Pelo menos 15 pessoas morreram ontem quando um ataque com mísseis atingiu uma fábrica na cidade iraniana de Isfahan, no centro do país, informou a agência de notícias semi-oficial Fars.

Havia trabalhadores dentro da fábrica, que produz aquecedores e refrigeradores, quando a greve começou, informou a Fars.

O Ministério da Saúde do Irão afirma que mais de 1.200 pessoas foram mortas em ataques dos EUA e de Israel, números que não puderam ser verificados de forma independente. Até 3,2 milhões de pessoas foram deslocadas dentro do Irão, segundo a agência da ONU para os refugiados.

Num outro desenvolvimento, o movimento islâmico palestiniano Hamas instou o Irão a abster-se de atacar os vizinhos do Golfo, muitos dos quais apoiaram a sua causa. Foi uma rara ruptura entre os aliados, embora o Hamas tenha afirmado o direito de Teerão de se defender.

Entretanto, os meios de comunicação social norte-americanos levantaram a possibilidade de uma invasão terrestre, com o New York Times e o Wall Street Journal a reportarem que o Pentágono tinha enviado para a região o navio de assalto anfíbio baseado no Japão, USS Tripoli, com cerca de 2.500 fuzileiros navais.

A CNN disse que era uma Unidade Expedicionária de Fuzileiros Navais – que normalmente inclui cerca de 2.500 fuzileiros navais e marinheiros – que estava sendo implantada.

O Journal disse que o pedido de fuzileiros navais adicionais foi feito pelo Comando Central dos EUA, responsável pelas tropas dos EUA no Oriente Médio, e aprovado pelo chefe do Pentágono, Pete Hegseth.

Reza Pahlavi, filho do último xá do Irão, residente nos EUA, disse ontem nas redes sociais que estava pronto para liderar uma transição “assim que a República Islâmica cair”.
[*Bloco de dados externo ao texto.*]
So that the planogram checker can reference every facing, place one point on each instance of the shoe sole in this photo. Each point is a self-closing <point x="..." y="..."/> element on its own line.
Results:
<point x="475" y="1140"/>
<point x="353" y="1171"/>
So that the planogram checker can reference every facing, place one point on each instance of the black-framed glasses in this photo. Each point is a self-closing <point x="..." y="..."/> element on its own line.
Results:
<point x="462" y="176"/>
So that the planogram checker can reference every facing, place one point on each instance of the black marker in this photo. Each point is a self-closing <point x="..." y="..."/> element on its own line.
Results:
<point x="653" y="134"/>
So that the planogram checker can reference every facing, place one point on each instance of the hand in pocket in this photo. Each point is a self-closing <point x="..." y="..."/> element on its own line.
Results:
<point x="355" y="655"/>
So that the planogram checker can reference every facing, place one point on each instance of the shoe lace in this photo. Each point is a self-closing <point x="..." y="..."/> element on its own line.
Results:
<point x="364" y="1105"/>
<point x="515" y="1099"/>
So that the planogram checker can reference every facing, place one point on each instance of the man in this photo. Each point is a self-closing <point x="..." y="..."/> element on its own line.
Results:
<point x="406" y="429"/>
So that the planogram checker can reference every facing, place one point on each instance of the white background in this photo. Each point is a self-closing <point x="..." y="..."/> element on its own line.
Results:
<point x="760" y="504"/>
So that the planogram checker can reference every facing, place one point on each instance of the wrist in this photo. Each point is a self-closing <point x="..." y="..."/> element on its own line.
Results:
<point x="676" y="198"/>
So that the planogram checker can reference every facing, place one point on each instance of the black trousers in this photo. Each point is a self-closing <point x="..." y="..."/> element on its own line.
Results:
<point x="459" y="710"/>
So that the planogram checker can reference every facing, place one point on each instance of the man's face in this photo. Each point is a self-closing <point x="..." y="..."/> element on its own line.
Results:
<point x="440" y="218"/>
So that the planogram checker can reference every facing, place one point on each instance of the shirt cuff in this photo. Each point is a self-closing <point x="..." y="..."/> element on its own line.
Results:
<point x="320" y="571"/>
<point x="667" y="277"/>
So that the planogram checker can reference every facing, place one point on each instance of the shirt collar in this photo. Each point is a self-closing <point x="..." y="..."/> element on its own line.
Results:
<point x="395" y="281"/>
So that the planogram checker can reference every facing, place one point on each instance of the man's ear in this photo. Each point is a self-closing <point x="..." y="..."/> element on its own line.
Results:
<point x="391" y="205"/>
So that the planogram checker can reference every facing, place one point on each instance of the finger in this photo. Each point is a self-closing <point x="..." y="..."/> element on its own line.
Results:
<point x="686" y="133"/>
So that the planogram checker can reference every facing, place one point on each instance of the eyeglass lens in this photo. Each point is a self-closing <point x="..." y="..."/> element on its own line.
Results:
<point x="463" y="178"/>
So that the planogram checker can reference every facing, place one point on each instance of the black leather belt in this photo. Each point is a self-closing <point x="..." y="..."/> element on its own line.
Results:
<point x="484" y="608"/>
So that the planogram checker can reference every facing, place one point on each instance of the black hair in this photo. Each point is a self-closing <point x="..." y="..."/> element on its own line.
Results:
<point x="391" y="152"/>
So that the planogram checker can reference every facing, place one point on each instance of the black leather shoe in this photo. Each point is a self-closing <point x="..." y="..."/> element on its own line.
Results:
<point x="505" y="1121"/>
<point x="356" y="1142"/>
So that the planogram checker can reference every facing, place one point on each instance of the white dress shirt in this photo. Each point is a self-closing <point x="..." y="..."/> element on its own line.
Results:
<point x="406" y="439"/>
Mas a Guarda Revolucionária do Irão ameaçou uma forte repressão a quaisquer protestos antigovernamentais. Milhares de pessoas foram mortas em manifestações em massa em Janeiro e foi imposto um bloqueio quase total da Internet desde o início da guerra.

Além do Golfo, a Turquia disse que as forças da Otan derrubaram um míssil balístico lançado do Irã – a terceira interceptação desse tipo na guerra.

O Líbano também foi atraído.

O Hezbollah, apoiado pelo Irão, atacou Israel a partir do Líbano após a morte de Khamenei, e o seu líder, Naim Qassem, classificou o actual conflito como uma “batalha existencial”.

A Turquia expressou ontem profunda preocupação com os ataques em curso de Israel ao Líbano, expressando receios de que possa cometer “um novo genocídio” sob o pretexto de combater o Hezbollah apoiado pelo Irão.

Israel respondeu com ataques aéreos e terrestres, matando pelo menos 773 pessoas, segundo as autoridades libanesas, e emitindo ordens de evacuação que deslocaram centenas de milhares.

Uma greve noturna no sul do Líbano matou uma dúzia de profissionais de saúde numa clínica, com as autoridades de saúde a dizerem que Israel matou 26 paramédicos desde 2 de março.

Enquanto isso, o Departamento de Estado dos EUA ofereceu na sexta-feira uma recompensa de US$ 10 milhões por informações sobre o novo líder supremo do Irã, Mojtaba Khamenei, e outros altos funcionários.

O Ministro do Interior iraniano, Eskandar Momeni, e o Ministro da Inteligência e Segurança, Esmail Khatib, estavam entre os 10 indivíduos na lista do Departamento de Estado.